• A Blizzard of Bluebells

  • More British than a cream tea, tennis at Wimbledon, or Pimms in the afternoon, is the dazzling display of bluebells in British woodlands in April/May. This is nature at its best – fleeting and full on - for bluebells must flower quickly and complete their life-cycle before the tree canopy once again casts its heavy shade.

    Singularly, the Bluebell (Hyancinthoides non-scripta) is simply beautiful, with an elegant raceme of narrow, delicate violet-blue bell-shaped flowers drooping daintily to one side; creamy anthers can just be seen peeping from the bell. En masse they are undoubtedly one of the most evocative and spectacular sights to behold in the British countryside.

    Stroll through a bluebell wood on a still and sunny spring day and perfume fills the air, for sweet nectar is produced in profusion to attract early pollinating insects such as bumblebees. And what a job they do, for sometimes the carpet of bluebells stretches as far as the eye can see.

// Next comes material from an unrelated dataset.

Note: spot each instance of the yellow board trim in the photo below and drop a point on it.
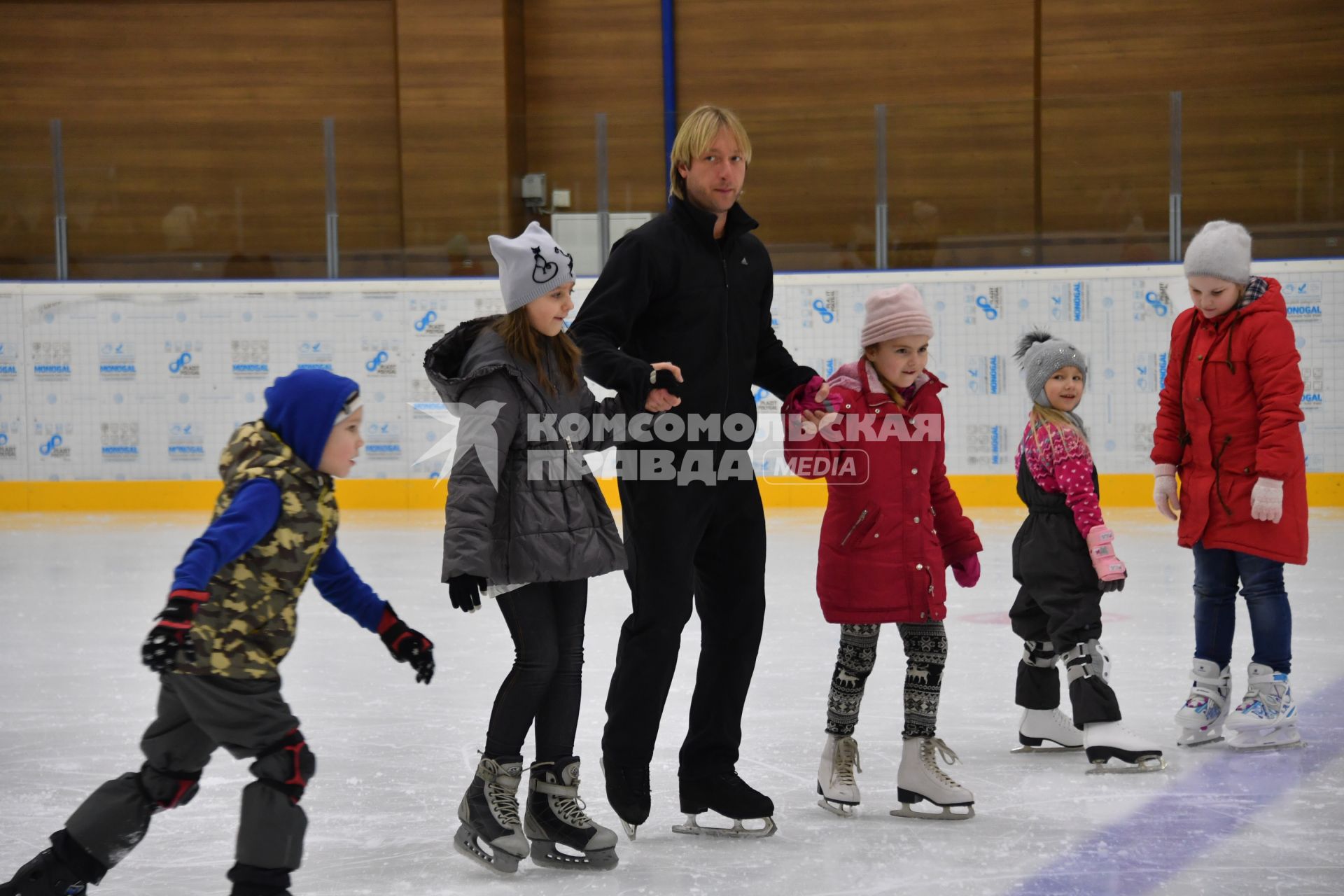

    There is unfortunately, an imposter at large – Hyacinthoides hispanica, or the Spanish Bluebell. The Spanish Bluebell was introduced due to its vigorous growth and success as a garden plant; but as is often the case with such introductions, it is an escape artist and now readily hybridises with our native Bluebell, with the progeny spreading steadily from urban areas. Spanish Bluebells are more robust, with a stiff flowering spike supporting wide open paler blue flowers with blue stamens.  They do not daintily droop to one side but stand to attention, haphazardly circling the stem; and they do not give off such a sweet delicate scent. Hybrids have a range of characters between the two, but even to the untrained eye a quick comparison with our native species will leave no doubt.

    The Bluebell has an extremely limited global range, occurring only in Western Europe, with an Atlantic distribution from central Spain to the Netherlands. We are fortunate enough to have half of the world’s population of Hyacinthoides non-scripta here in Great Britain; what’s more, areas within the Binsted Woods Complex are perfect for this species - so get out and about and enjoy the Binsted Bluebells!